I have a large, somewhat complicated data structure that I can serialize and deserialize with serde
and rmp-serde
, but I find that deserialization is quite slow. I think this is because my data structure includes two rather large HashMaps. I don't know how efficiently rmp_serde::from_slice
can create the HashMap -- will it initialize using .with_capacity
or does it just create a HashMap and insert one-by-one? And besides, I've found that AHashMap gives me considerable performance improvements elsewhere, so I'm trying to avoid using the default HashMap.
I want to try deserializing with rmpv::decode::value::read_value
, but I'd like to leave most of the deserialization to rmp_serde and only implement some deserialization myself given some Value
. Is there a way to choose which pieces I manually deserialize?

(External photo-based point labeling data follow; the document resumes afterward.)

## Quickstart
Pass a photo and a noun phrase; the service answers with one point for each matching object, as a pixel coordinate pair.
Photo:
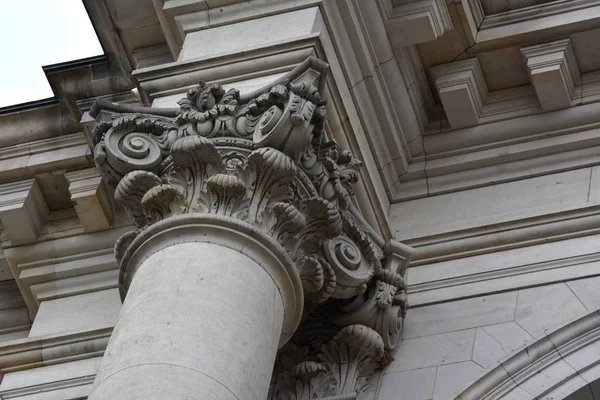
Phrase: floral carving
(342, 368)
(265, 160)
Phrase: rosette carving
(264, 159)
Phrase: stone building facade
(308, 199)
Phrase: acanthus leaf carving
(266, 160)
(341, 370)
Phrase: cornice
(570, 223)
(67, 266)
(534, 155)
(23, 354)
(498, 281)
(522, 25)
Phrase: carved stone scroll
(264, 159)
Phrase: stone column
(209, 301)
(246, 225)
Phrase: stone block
(462, 90)
(414, 385)
(429, 351)
(545, 307)
(415, 22)
(23, 210)
(77, 313)
(459, 315)
(554, 73)
(452, 379)
(91, 198)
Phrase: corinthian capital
(263, 159)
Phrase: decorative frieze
(264, 161)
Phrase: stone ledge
(22, 354)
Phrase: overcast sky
(35, 33)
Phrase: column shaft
(200, 321)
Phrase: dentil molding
(263, 162)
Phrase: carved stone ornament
(265, 159)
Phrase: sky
(34, 33)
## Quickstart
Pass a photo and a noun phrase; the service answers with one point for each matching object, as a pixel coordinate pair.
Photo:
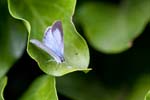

Conceptually, what I'd like to do is something like:
let v = rmp::decode::read_value(&mut reader).unwrap(); // get some Value
let arr : &Vec<Value> = v.as_array().unwrap(); // v is known to be an array
let first_value : MyType = deserialize_manually(arr[0]); // I'll convert the Value myself
let second_value : AnotherType = arr[1].into(); // allow rmpv to convert Value for me
I'm currently using rmp-serde 0.14 and rmpv 0.4.7. The rmp_serde changelog and rmp_serde release page don't provide granular details on what's changed, so I have no reason yet to believe upgrading to the current (v0.15.4 as of writing this question) will provide any new capabilities.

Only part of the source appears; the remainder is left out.